Yukon Wildland Fire Management is looking for truck drivers to help move crews, vehicles and equipment around the territory.
The agency is compiling a list of drivers with Class 3 or Class 4 licenses who can work one or two weeks at a time during what’s turned into a busy forest fire season. Local fire districts can contact drivers on short notice if they need ground transportation.
“It’s a variety of jobs,” Wildland Fire Management spokesperson Sarah Murray wrote in an email. “They could be driving supplies from Whitehorse to Mayo, personnel around the territory, or to and from a fire. Sometimes, when we have import crews we need trucks driven from one community to another so crews being flown to a fire centre have mobility when they get there. In short, all sorts of behind the scene logistics.”
Drivers need a clean record. People can contact David Johnson at 867-456-3969 or email@example.com.
Catching a break
As of Saturday, there were 124 active fires in Yukon. Crews continue to work on fires threatening the Maisy May and Fort Selkirk historic sites. And they’re closely watching a new 300-hectare fire burning near Hungry Creek in the Dawson fire district. Crews backed by a helicopter fought a fire near Little Salmon Village in the Carmacks district. There were also three new spot-sized fires reported in the Mayo district.

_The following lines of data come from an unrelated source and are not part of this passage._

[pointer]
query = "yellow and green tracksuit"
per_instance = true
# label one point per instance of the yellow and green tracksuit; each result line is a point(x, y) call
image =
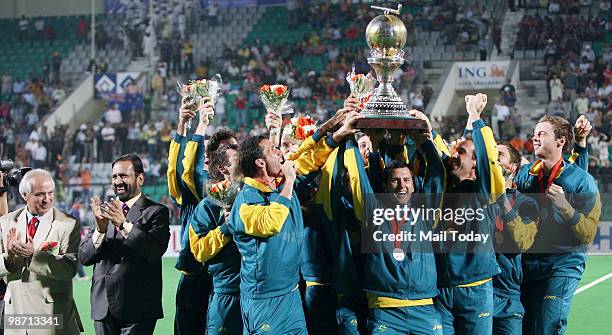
point(222, 260)
point(268, 230)
point(342, 215)
point(554, 265)
point(465, 269)
point(519, 227)
point(579, 157)
point(185, 176)
point(320, 300)
point(401, 292)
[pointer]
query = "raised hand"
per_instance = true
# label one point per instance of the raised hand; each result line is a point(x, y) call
point(348, 126)
point(273, 121)
point(206, 110)
point(11, 237)
point(331, 124)
point(186, 113)
point(101, 221)
point(582, 129)
point(113, 212)
point(288, 169)
point(25, 250)
point(475, 104)
point(352, 103)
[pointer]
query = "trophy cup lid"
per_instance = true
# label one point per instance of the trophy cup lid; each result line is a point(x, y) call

But cooler temperatures and lots of rain have lowered the immediate risk of forest fires across much of Yukon. The fire danger rating remains high in Whitehorse and Haines Junction, but is low to moderate everywhere else in the territory.
Murray said the break in the weather should allow crews to get some of the larger fires under control. “With warmer weather forecasted next week the downturn will allow busy regions to work on priority fires,” she wrote.
A total of 170 fires have burned nearly 70,000 hectares of land this summer.